On bad Facebook behavior
By this point, we’ve all blown our New Year’s resolutions and have reverted to the fat, nicotine-addicted, underachieving losers we were in 2008. Old habits die hard, folks. But I’m holding out hope that we can all band together and resolve to sway the tide of one thing: Facebook-relationship behavior. It’s not too late!
In the past month, I’ve learned of the following via Facebook updates: several engagements, one pregnancy, a divorce, several insignificant unions between insecure parties, and a bunch of other crap that clogs my inbox on a daily basis. But by far the most shocking was when my girlfriend sent me an instant message to notify me that one of my best friends was engaged. What?! I almost cried — not tears of joy, but true disappointment. Nearly 10 years of late-night sob sessions, informal relationship counseling, and tough love, and I find out about this monumental life change not from a phone call, but on a social-networking site?
Even grosser was a story my friend told me about her cousin announcing his divorce via Facebook before actually informing his, um, wife. Welcome to the digital age, people, where text messages will suffice for a breakup and IMs decimate relationships.
There was a time when people resorted to the ultimate tool of cowardice to end their relationships: the Dear John letter. We’ve now taken that vile tactic and exploited it to epic proportions — and in the public sphere rather than the private one. It not only shows that you’re too emotionally deficient to deal with your issues through actual verbal communication, but that you have the spine of a slug (not to mention the balls of a kitten).
I’ve got to be honest, kids: I don’t get it. I think it’s callous to dismiss and/or end your relationships in this way. And for those of you who are self-absorbed enough to think that people actually care about the daily fluctuations of your demented relationships, get over yourselves. (This column is excepted because I actually get paid for it.) For those of you who do care about said fluctuations, get a life.
For whom are you making these pronouncements? Yourself? The paramour whose affection or attention you’re trying to gain? The world, so that it can heap its sympathy or congratulations upon you? Your former high-school classmate who you are now “friends” with, in order to prove that your love life is a success? Or are you simply looking to publicly lay claim to someone by announcing your relationship with him or her to your 4362 friends?
And what is it, exactly, that you’re looking to accomplish? A universal “Fuck you” to your ex? A chance to spare yourself the numerous individual explanations, which are no longer necessary in a world in which we don’t speak to one another in full sentences? LOL.

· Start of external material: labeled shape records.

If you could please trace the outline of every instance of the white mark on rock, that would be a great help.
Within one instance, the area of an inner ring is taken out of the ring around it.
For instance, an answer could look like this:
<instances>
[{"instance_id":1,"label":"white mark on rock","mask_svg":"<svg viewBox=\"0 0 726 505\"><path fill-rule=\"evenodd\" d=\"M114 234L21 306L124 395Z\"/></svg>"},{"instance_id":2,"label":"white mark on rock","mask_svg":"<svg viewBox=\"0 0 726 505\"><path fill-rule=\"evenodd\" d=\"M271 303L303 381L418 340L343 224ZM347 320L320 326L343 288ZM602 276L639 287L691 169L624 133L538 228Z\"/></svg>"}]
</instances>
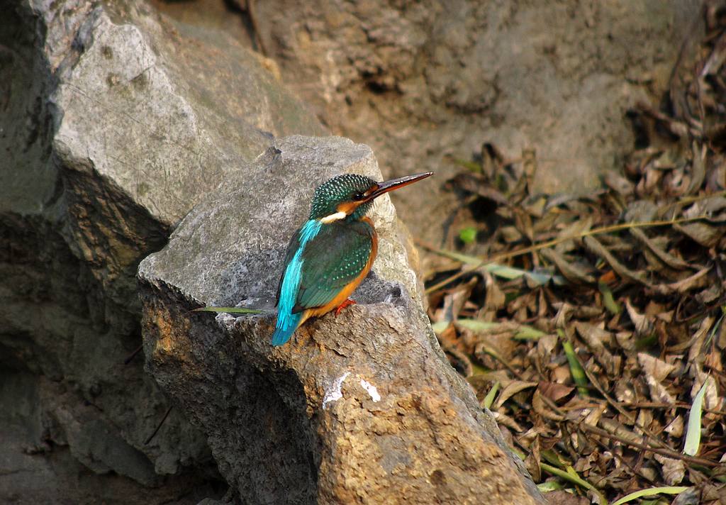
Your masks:
<instances>
[{"instance_id":1,"label":"white mark on rock","mask_svg":"<svg viewBox=\"0 0 726 505\"><path fill-rule=\"evenodd\" d=\"M335 402L343 397L343 392L340 391L340 388L343 387L343 383L346 380L346 378L350 374L350 372L346 372L341 375L333 383L333 387L325 392L325 396L322 398L323 410L325 409L327 404L330 402Z\"/></svg>"},{"instance_id":2,"label":"white mark on rock","mask_svg":"<svg viewBox=\"0 0 726 505\"><path fill-rule=\"evenodd\" d=\"M368 394L370 395L371 400L374 402L380 401L380 395L378 394L378 389L375 387L375 386L364 379L361 379L361 386L362 386L363 389L367 391Z\"/></svg>"}]
</instances>

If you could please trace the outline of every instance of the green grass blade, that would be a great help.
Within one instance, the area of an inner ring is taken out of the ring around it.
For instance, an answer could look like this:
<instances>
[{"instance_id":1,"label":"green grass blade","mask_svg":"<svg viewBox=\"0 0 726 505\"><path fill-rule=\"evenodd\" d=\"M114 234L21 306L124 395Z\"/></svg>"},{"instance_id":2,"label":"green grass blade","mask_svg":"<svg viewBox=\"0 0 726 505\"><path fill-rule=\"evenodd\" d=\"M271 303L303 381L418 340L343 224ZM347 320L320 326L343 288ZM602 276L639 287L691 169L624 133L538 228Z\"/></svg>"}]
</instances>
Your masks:
<instances>
[{"instance_id":1,"label":"green grass blade","mask_svg":"<svg viewBox=\"0 0 726 505\"><path fill-rule=\"evenodd\" d=\"M558 333L561 333L561 331L558 330ZM564 334L562 334L561 336L564 336ZM572 374L572 380L577 386L577 392L580 396L588 396L590 382L587 381L585 371L580 365L577 356L575 355L575 350L572 347L572 343L569 340L563 340L562 348L565 350L565 355L567 356L567 362L570 365L570 373Z\"/></svg>"},{"instance_id":2,"label":"green grass blade","mask_svg":"<svg viewBox=\"0 0 726 505\"><path fill-rule=\"evenodd\" d=\"M603 304L605 305L605 308L607 309L611 314L614 315L619 314L620 311L623 310L623 307L620 306L620 304L615 301L615 297L613 296L613 291L610 289L610 286L605 283L597 283L597 288L600 289L600 292L603 295Z\"/></svg>"},{"instance_id":3,"label":"green grass blade","mask_svg":"<svg viewBox=\"0 0 726 505\"><path fill-rule=\"evenodd\" d=\"M480 321L478 319L457 319L456 323L462 328L478 332L497 330L502 326L507 326L507 323L494 321ZM536 328L524 324L518 325L514 330L514 335L513 336L518 340L537 340L539 337L547 335L544 331L540 331Z\"/></svg>"},{"instance_id":4,"label":"green grass blade","mask_svg":"<svg viewBox=\"0 0 726 505\"><path fill-rule=\"evenodd\" d=\"M557 286L563 286L566 283L565 278L561 275L541 273L539 272L530 272L529 270L523 270L521 268L507 267L498 263L485 263L484 264L482 264L482 260L481 258L478 258L476 256L470 256L469 254L462 254L454 251L436 249L433 251L447 258L456 259L457 261L461 262L465 264L469 264L475 267L481 265L483 269L491 273L492 275L501 277L502 279L507 279L507 280L518 279L521 277L526 276L540 286L542 284L547 284L550 280Z\"/></svg>"},{"instance_id":5,"label":"green grass blade","mask_svg":"<svg viewBox=\"0 0 726 505\"><path fill-rule=\"evenodd\" d=\"M540 463L539 466L549 474L558 477L560 479L563 479L568 482L571 482L581 488L584 488L585 489L589 489L597 496L597 500L603 505L607 504L607 501L605 499L605 496L600 492L600 490L595 488L594 485L588 482L587 480L581 477L575 472L575 469L572 466L568 466L567 470L560 470L556 466L552 466L552 465L547 464L547 463Z\"/></svg>"},{"instance_id":6,"label":"green grass blade","mask_svg":"<svg viewBox=\"0 0 726 505\"><path fill-rule=\"evenodd\" d=\"M698 389L693 404L688 413L688 427L685 434L685 444L683 445L683 453L688 456L696 456L698 453L701 445L701 415L703 411L703 395L706 395L706 386L711 377L706 377L703 385Z\"/></svg>"},{"instance_id":7,"label":"green grass blade","mask_svg":"<svg viewBox=\"0 0 726 505\"><path fill-rule=\"evenodd\" d=\"M688 488L683 485L672 485L664 486L661 488L641 489L640 491L635 491L635 493L631 493L629 495L625 495L619 500L613 501L611 504L611 505L623 505L623 504L627 504L627 502L632 501L632 500L638 498L643 498L643 496L653 496L657 494L677 495L682 493L687 489Z\"/></svg>"},{"instance_id":8,"label":"green grass blade","mask_svg":"<svg viewBox=\"0 0 726 505\"><path fill-rule=\"evenodd\" d=\"M494 403L494 398L497 397L497 392L499 391L499 381L497 381L494 382L494 385L492 387L489 392L486 393L486 396L481 401L481 406L486 407L486 408L491 408L492 404Z\"/></svg>"}]
</instances>

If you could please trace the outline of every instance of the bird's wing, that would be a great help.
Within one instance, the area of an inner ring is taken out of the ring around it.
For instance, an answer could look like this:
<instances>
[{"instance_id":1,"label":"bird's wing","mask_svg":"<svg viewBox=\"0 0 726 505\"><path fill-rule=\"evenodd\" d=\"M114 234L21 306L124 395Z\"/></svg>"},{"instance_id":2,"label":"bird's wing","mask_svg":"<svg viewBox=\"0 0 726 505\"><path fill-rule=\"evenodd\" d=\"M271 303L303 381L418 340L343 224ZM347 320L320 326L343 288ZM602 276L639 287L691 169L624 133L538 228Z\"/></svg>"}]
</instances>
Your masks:
<instances>
[{"instance_id":1,"label":"bird's wing","mask_svg":"<svg viewBox=\"0 0 726 505\"><path fill-rule=\"evenodd\" d=\"M365 222L323 225L303 251L293 312L323 307L355 280L370 258L375 233Z\"/></svg>"}]
</instances>

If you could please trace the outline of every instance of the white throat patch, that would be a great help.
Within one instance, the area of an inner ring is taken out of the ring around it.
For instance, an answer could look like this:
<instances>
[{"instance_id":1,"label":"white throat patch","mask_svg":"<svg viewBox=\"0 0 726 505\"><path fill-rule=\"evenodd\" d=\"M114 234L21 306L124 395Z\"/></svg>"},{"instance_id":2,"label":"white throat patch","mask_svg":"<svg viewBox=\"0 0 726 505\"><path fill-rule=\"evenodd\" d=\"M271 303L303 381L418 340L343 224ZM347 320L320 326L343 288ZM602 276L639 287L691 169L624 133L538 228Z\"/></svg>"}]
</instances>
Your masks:
<instances>
[{"instance_id":1,"label":"white throat patch","mask_svg":"<svg viewBox=\"0 0 726 505\"><path fill-rule=\"evenodd\" d=\"M345 212L336 212L335 214L331 214L330 216L325 216L325 217L320 218L320 222L323 225L327 225L333 222L333 221L338 221L338 219L344 219L348 214Z\"/></svg>"}]
</instances>

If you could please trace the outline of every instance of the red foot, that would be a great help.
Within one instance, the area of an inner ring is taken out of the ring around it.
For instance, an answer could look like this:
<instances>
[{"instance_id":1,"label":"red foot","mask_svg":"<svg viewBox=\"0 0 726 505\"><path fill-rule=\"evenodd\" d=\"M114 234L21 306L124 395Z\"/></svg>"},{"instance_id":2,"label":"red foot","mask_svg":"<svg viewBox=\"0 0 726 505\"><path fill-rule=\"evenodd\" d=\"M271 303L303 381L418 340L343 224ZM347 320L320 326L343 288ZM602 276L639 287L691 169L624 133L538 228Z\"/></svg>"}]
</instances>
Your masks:
<instances>
[{"instance_id":1,"label":"red foot","mask_svg":"<svg viewBox=\"0 0 726 505\"><path fill-rule=\"evenodd\" d=\"M337 318L338 315L340 314L344 308L349 307L350 305L353 305L355 302L355 300L351 300L350 298L347 299L345 302L340 304L340 307L335 309L335 317Z\"/></svg>"}]
</instances>

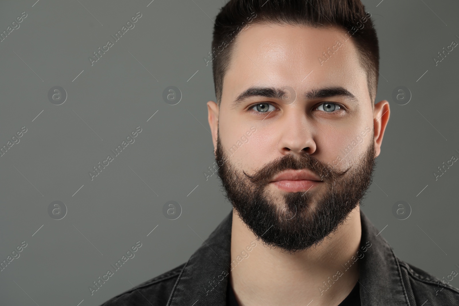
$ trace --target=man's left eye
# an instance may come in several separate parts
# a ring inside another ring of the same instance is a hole
[[[325,103],[322,103],[319,106],[317,107],[317,109],[319,111],[326,111],[327,112],[332,112],[341,108],[340,107],[340,106],[336,103],[327,102]]]

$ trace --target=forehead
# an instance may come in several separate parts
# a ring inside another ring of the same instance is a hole
[[[297,94],[312,88],[341,86],[366,98],[366,72],[346,33],[338,27],[251,25],[232,46],[222,104],[254,85],[289,86]]]

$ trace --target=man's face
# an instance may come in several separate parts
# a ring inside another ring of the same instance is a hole
[[[345,39],[338,28],[252,26],[238,35],[224,80],[218,175],[249,228],[289,252],[319,244],[344,221],[379,153],[366,75]],[[274,182],[285,170],[307,176]]]

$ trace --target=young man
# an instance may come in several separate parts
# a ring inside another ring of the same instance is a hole
[[[360,211],[389,120],[359,0],[230,0],[207,102],[233,211],[186,263],[115,305],[459,305]]]

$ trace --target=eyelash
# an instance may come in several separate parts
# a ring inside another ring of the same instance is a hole
[[[317,105],[317,106],[316,107],[314,107],[314,110],[317,110],[318,108],[319,108],[319,107],[320,106],[323,105],[324,104],[326,104],[327,103],[330,103],[330,104],[335,104],[337,106],[338,106],[338,108],[337,109],[337,110],[335,110],[334,111],[322,111],[323,112],[325,112],[325,113],[326,113],[326,112],[334,113],[334,112],[336,112],[338,110],[340,110],[341,109],[341,110],[344,110],[345,109],[345,108],[344,107],[344,106],[343,106],[342,105],[340,104],[340,103],[337,103],[334,102],[323,102],[320,103],[320,104],[319,104],[318,105]],[[273,111],[269,111],[269,112],[267,111],[266,112],[260,112],[260,111],[254,111],[253,110],[253,108],[255,107],[255,106],[257,106],[259,105],[259,104],[268,104],[268,105],[270,105],[270,106],[273,106],[274,107],[277,108],[277,107],[276,107],[274,105],[274,104],[273,104],[272,103],[268,103],[267,102],[261,102],[261,103],[256,103],[255,104],[251,105],[249,107],[249,109],[247,110],[247,111],[250,111],[251,112],[255,113],[255,114],[260,114],[260,115],[261,114],[266,114],[267,113],[270,114],[271,113],[272,113]]]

The little cracked heart icons, the glittering wedding bands — it’s all a bit ridiculous, if you ask me. But then again, I’m somewhat Facebook-retarded, using
it mainly to remove tagged photos that will make me unemployable, or to ignore friend requests from former classmates who I didn’t like the first time around.
If it’s any indication of how much I value Facebook’s relationship status announcements, it just took me 15 minutes to find that tool on my page. And that’s when I discovered the bogus “It’s complicated” option. It’s complicated? Really? Let’s discuss that on a wall-to-wall chat so that maybe you can indirectly communicate your confusion to the person who is confusing you. People, please. “Complicated” is a dollop of wax left on your pussy lip when you get home from the salon. Relationships are only as complicated as you make them when you announce that “It’s complicated!”
To me, it’s completely unacceptable for someone to end and/or alter his relationship status via Facebook without first informing the person he’s in that relationship with. More important, if in the midst of some emotional turmoil or trauma your first concern is to change your Facebook status, you have bigger issues to address. I think the folks at Facebook should create some “revenge tools” for these types of actions. Perhaps digital castration, with an icon of balls being cut with a machete; or maybe a tiny image of a person being stretched on the rack. You can send it out to all of your “friends” and join together in mass vilification of the individual to help stave off your embarrassment. On a related note, if you’re announcing some grand and celebratory change to your relationship status, you might want to notify your best friends befor your digital ones.
Not long ago, my roommate updated her relationship status, unaware that it would spread through Facebook like a California wildfire. Soon her hysterical mother was calling, notifying her that her breakup was “all over the Interweb!” She and her new boyfriend have since vowed never to publicize their relationship status and have actually reverted to good old-fashioned letter-writing to keep their communication fresh, exciting and — GASP! — maybe even private. The only way I’ve seen the Facebook relationship status used effectively is when my friend lied about being in a relationship so people would stop asking about her dating life.
For those of you reading this column who think it must be a response to my having been spurned on Facebook, to the contrary. I’ve never listed my relationship status, nor have I posted a single picture of me with my lady pal (although others felt compelled to do so until they were beaten into submission). Anyone important in my life knows the status of my relationship(s), and you can damn well bet that the person who is in that relationship with me will be the first to know if and when it changes. I’ll be sure to text her the news.